Human culture (and all cultures, sure) is built on interdependency. Things are built interwoven one into the other, and it's very difficult to separate yourself out. I tried. I tried to leave. But in order to eat, you have to work. In order to work, you have to work for or with other folks, and in order to do this, you have to fit into their acceptable worldview in some way. No one will give you cash for being crazy. Not really.
And again, this may sound simplistic, but I found that the secret to this was simply walking away from the angry, the needy, the aggressive. And as I left, they screamed that they'd make me pay, that they'd refuse to give me things, that they'd make survival, one way or another, difficult for me. But I discovered that I'd rather die alone and broke and hated than to continue to seek or accept assistance from a screaming chimp. And for a long time, it was just me and the kitties here listening to the crickets. And I got used to the quiet. And found a lot of solace and depth and Yes in the silence.
And then in the past few months, an awareness of something magical, amazing, quiet, practical began emerging: I'm making a living, both financially and emotionally, slowly slowly surrounded by more and more folks who take a stand to live the Yes, who laugh at how full of sh*t we all are, and who are less interested in DRAMA and more interested in stories. If you think they are the same things, look again. They are radically different, even as maybe they reflect similarly from within the spectrum of consciousness.
But of course, I could be wrong about all this. Maybe enlightenment for me was just one more step further, some sort of deep rejection of this interdependency. Maybe the solution was to go out to the front lawn, lay down, and not get up. But instead, with this realization of connectivity, I went out and got a job, a regular 8-5 cubicle job, which I'd never had before, and which I loathed, but which has turned out to be profoundly awakening in terms of what is and isn't needed for survival.
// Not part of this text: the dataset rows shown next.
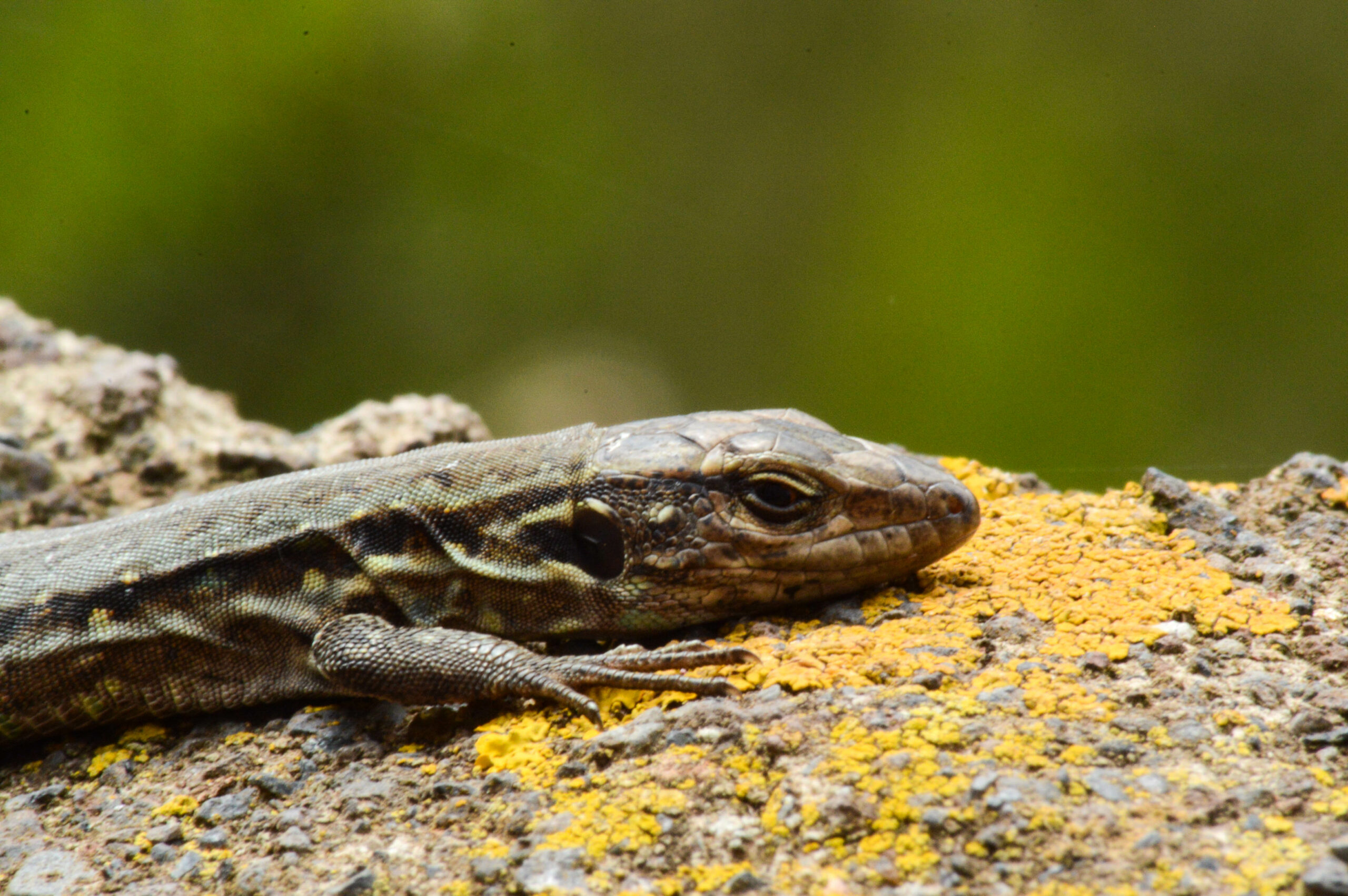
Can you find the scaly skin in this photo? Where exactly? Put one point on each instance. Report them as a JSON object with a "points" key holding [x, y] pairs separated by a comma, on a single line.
{"points": [[410, 579]]}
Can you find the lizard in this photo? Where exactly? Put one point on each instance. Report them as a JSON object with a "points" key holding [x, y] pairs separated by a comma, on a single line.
{"points": [[422, 579]]}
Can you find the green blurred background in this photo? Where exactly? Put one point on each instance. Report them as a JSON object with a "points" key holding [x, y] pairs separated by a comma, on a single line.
{"points": [[1079, 239]]}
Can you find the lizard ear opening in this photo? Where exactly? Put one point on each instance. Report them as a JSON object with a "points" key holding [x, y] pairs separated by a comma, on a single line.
{"points": [[599, 540]]}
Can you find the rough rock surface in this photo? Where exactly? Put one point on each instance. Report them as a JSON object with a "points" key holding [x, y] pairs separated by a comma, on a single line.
{"points": [[1126, 693]]}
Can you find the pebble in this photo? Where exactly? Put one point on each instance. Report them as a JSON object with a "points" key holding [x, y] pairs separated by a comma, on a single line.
{"points": [[1327, 878], [1102, 784], [1190, 732], [52, 872], [362, 882], [295, 840], [213, 839], [228, 808], [552, 870], [188, 865], [745, 882]]}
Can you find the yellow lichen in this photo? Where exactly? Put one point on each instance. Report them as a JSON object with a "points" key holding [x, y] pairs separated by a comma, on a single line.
{"points": [[180, 805], [143, 735], [105, 756]]}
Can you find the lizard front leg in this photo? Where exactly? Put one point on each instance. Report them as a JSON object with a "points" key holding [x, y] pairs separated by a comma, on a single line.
{"points": [[367, 656]]}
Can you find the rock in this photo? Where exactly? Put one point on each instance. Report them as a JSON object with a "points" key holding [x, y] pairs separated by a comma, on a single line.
{"points": [[1169, 646], [273, 786], [745, 882], [188, 865], [52, 872], [487, 871], [213, 839], [1185, 509], [1152, 840], [1327, 878], [22, 473], [295, 840], [501, 782], [1334, 700], [1006, 697], [639, 738], [255, 875], [35, 798], [1102, 784], [1135, 723], [1310, 723], [1118, 750], [228, 808], [1190, 732], [550, 870], [1154, 784], [844, 612], [167, 833], [1334, 738], [362, 882], [1095, 662], [367, 789]]}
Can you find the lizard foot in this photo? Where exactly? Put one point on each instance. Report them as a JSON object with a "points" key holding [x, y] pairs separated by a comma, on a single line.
{"points": [[369, 656]]}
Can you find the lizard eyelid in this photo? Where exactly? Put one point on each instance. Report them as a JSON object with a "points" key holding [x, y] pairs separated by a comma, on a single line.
{"points": [[599, 540]]}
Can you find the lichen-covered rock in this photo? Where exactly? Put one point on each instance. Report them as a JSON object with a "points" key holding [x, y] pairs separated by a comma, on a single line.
{"points": [[1123, 693]]}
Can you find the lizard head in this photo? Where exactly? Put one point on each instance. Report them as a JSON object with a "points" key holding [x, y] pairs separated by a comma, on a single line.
{"points": [[688, 519], [712, 515]]}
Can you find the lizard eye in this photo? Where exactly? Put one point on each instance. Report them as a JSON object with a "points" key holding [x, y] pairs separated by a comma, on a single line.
{"points": [[774, 497], [599, 540]]}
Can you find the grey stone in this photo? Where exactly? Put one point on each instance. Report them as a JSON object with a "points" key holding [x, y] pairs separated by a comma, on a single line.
{"points": [[167, 833], [1007, 697], [274, 786], [295, 840], [554, 825], [293, 815], [213, 839], [487, 871], [1095, 661], [254, 876], [1135, 723], [367, 789], [501, 782], [22, 473], [1152, 840], [164, 853], [983, 782], [1003, 798], [362, 882], [35, 798], [1334, 738], [745, 882], [1327, 878], [228, 808], [188, 865], [935, 815], [636, 739], [846, 612], [1104, 786], [1118, 750], [1154, 784], [1190, 732], [552, 870], [47, 873]]}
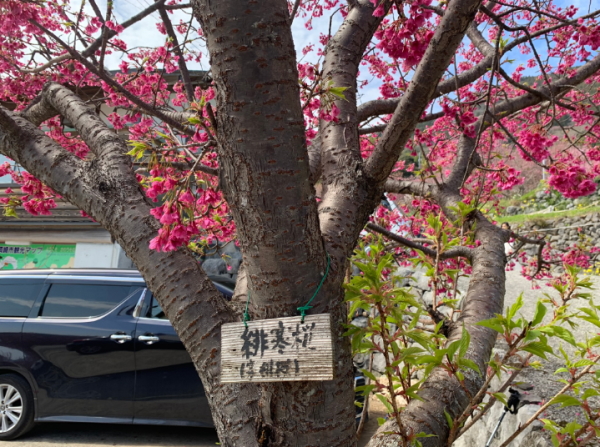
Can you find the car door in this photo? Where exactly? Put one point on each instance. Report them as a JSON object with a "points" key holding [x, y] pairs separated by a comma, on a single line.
{"points": [[168, 389], [80, 342]]}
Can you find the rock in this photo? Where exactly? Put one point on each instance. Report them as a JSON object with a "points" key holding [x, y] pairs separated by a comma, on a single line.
{"points": [[379, 363], [534, 439]]}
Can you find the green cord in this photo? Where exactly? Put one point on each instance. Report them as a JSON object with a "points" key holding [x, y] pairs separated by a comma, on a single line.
{"points": [[301, 309], [307, 306], [246, 314]]}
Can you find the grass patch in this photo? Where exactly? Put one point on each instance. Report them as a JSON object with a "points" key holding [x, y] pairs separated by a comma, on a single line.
{"points": [[519, 218]]}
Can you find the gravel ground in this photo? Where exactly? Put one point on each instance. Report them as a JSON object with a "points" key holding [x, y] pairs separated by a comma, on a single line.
{"points": [[101, 435], [93, 435], [544, 380]]}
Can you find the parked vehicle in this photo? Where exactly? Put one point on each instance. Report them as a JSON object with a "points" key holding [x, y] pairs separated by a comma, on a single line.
{"points": [[93, 346]]}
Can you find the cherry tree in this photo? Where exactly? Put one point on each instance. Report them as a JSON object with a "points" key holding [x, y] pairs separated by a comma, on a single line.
{"points": [[242, 153]]}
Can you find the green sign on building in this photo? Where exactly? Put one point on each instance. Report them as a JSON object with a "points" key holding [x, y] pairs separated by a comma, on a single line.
{"points": [[36, 256]]}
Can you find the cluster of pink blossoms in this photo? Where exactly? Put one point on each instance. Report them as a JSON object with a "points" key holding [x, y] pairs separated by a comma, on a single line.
{"points": [[537, 145], [406, 38], [576, 257], [571, 181]]}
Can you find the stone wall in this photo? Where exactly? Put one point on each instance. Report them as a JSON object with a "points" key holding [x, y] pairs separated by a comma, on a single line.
{"points": [[563, 233]]}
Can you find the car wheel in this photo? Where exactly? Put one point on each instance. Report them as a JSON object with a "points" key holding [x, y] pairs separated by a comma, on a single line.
{"points": [[16, 407]]}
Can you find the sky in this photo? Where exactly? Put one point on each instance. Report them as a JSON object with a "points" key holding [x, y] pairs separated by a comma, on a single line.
{"points": [[145, 33]]}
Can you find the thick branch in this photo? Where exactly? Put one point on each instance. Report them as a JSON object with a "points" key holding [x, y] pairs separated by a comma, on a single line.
{"points": [[412, 187], [89, 51], [126, 93], [442, 393], [441, 49], [454, 252], [185, 74], [342, 198]]}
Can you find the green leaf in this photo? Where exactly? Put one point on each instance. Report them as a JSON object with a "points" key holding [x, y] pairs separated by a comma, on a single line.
{"points": [[448, 419], [512, 310], [565, 401], [589, 393], [559, 332], [10, 212], [500, 396], [385, 402], [583, 362], [538, 348], [338, 91], [540, 312], [194, 120], [465, 341], [468, 363], [451, 349], [492, 323]]}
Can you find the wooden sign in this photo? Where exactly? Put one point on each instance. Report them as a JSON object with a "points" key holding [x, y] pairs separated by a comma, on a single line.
{"points": [[278, 350]]}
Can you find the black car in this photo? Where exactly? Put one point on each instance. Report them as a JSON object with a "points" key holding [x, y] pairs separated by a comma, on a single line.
{"points": [[91, 346], [94, 346]]}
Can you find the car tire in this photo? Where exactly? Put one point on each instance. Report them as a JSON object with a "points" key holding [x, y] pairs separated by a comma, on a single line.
{"points": [[16, 407]]}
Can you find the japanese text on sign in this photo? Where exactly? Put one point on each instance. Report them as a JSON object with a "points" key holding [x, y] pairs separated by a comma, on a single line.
{"points": [[277, 350]]}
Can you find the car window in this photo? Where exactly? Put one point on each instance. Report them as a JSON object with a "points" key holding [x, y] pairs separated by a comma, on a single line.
{"points": [[155, 311], [82, 300], [16, 300]]}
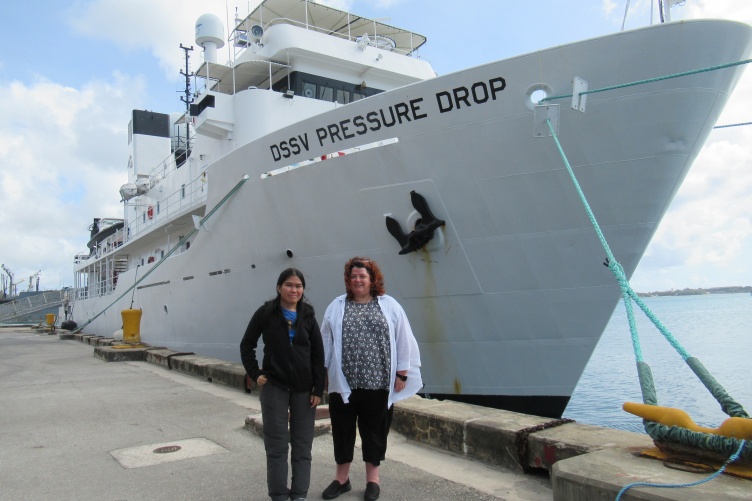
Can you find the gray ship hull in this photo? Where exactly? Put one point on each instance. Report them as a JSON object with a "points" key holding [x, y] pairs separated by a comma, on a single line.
{"points": [[510, 297]]}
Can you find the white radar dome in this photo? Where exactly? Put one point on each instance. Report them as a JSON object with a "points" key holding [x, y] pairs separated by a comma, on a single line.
{"points": [[209, 28]]}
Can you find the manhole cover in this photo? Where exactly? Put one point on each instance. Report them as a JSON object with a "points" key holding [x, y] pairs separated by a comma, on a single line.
{"points": [[167, 449]]}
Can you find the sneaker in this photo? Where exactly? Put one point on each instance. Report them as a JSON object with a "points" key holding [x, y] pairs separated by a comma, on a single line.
{"points": [[335, 489], [372, 491]]}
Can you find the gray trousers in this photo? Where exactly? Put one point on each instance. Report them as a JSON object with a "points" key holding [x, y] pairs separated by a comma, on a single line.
{"points": [[275, 404]]}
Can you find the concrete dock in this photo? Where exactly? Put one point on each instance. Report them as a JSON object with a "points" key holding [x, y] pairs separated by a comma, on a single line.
{"points": [[165, 425]]}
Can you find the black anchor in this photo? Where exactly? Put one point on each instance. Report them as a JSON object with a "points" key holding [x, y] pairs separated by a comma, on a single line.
{"points": [[424, 228]]}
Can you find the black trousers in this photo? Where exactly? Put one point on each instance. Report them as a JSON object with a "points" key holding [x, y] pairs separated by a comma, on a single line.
{"points": [[368, 409]]}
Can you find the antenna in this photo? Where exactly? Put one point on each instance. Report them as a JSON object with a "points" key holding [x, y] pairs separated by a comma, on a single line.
{"points": [[187, 99]]}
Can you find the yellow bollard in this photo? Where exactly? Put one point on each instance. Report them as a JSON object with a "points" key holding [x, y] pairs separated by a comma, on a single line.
{"points": [[733, 427], [131, 326]]}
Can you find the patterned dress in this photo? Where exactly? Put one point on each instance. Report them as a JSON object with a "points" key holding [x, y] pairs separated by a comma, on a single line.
{"points": [[366, 360]]}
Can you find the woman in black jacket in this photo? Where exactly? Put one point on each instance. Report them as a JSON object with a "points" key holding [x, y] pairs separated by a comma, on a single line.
{"points": [[293, 367]]}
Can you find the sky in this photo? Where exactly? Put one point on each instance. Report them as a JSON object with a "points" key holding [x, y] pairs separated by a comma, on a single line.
{"points": [[73, 70]]}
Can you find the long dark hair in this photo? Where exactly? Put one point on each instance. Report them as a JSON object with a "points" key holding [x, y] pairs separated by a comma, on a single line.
{"points": [[276, 303]]}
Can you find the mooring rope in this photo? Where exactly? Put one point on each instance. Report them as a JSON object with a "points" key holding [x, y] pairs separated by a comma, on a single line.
{"points": [[728, 404], [730, 460], [651, 80], [164, 258]]}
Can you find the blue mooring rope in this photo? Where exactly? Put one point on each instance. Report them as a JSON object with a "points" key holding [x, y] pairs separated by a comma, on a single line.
{"points": [[627, 292], [650, 80], [730, 460]]}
I discovered what I'm not done with in this living called Katherine. I still have story to live out, with writing and growing food and tending animals and letting go of the rest of the patterns and sharing what I know and making folks laugh and applauding when I find someone flying and soaring and making magic. I need other folks to survive, and found that I want to pour my energy and time and love and effort into these magical folks and what they're trying to do in their living. And little by little, some of these magical folks turn and see the Yes in this living called Katherine, and pour their energy in, which creates more energy in me, which I in turn pour into more folks of Yes. Magic!
And I'm okay with all of it, the Yes and No and chimps and magic and pain and cash and meds and kitties and the delete button and answering a million billion emails. What Life wants, I want. And I trust that what is in front of me is Yes. Always. Even as I acknowledge that I also have the choice to say no thank you. And opening up comments is part of that. If a screaming chimp shows up, all I have to do is delete. But I don't mind. Because the Tribe of Yes will also show up, and say howdy, and plant a flower, and sit for a spell and have a cup of joe.
Hello, Tribe of Yes. It's good to be alive, isn't it?